His face has grayed there. Friends have come and gone. He never paid for a drink, but rarely walked out of the East Village bar with an empty stomach. He may have purged his dinner on the floor a time or two, his fellow bar patrons said, but who among them hadn’t done the same?
Over the past year, though, Miles has become the latest subject of what may be the city’s least funny running joke: A dog walks into a bar — and the health department threatens to issue a violation for allowing live animals in a food establishment.
“He’s a dog, but I swear he looks sad,” Mike Israely, 33, said of Miles, his 9-year-old boxer-pug mix, as the dog peered through Ace Bar’s glass doors Thursday night. “Coming here was part of our evening walk.”

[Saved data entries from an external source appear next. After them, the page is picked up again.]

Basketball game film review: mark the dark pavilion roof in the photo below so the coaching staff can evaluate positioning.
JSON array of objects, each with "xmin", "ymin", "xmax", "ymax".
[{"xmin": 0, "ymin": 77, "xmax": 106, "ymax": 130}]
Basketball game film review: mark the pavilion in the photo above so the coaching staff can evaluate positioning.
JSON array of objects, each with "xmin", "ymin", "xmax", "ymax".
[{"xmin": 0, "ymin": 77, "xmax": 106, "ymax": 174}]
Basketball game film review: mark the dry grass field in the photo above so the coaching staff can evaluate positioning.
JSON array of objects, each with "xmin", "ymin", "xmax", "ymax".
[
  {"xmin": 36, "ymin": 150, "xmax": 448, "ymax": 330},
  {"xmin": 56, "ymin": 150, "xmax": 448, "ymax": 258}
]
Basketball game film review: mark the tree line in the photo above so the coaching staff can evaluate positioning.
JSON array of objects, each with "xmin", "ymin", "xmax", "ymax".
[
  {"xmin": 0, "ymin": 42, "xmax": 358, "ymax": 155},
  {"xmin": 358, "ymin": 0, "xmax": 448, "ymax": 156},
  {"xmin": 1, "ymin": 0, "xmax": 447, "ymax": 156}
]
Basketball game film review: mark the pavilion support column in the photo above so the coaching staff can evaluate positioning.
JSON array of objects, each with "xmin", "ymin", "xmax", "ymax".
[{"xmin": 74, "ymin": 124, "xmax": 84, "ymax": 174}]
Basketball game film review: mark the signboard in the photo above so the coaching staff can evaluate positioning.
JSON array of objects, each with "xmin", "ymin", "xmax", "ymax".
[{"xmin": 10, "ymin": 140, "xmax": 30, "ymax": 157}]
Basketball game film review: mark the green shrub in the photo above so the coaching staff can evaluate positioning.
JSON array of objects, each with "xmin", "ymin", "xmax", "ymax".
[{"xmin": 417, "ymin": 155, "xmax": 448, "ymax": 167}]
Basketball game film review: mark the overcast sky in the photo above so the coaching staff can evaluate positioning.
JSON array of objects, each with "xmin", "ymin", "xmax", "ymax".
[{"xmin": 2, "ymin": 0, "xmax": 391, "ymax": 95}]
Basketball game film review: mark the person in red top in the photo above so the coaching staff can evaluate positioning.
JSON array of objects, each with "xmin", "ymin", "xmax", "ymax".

In fact, during six days in Manchester and two trips through the airport, I saw no dogs at all, carried or otherwise. So the fact that every escalator and moving walkway at Manchester Airport warns us that "Dogs must be carried", while no such signs can be found anywhere at Philadelphia International, remains as much a mystery to me as how that sign means what it obviously does.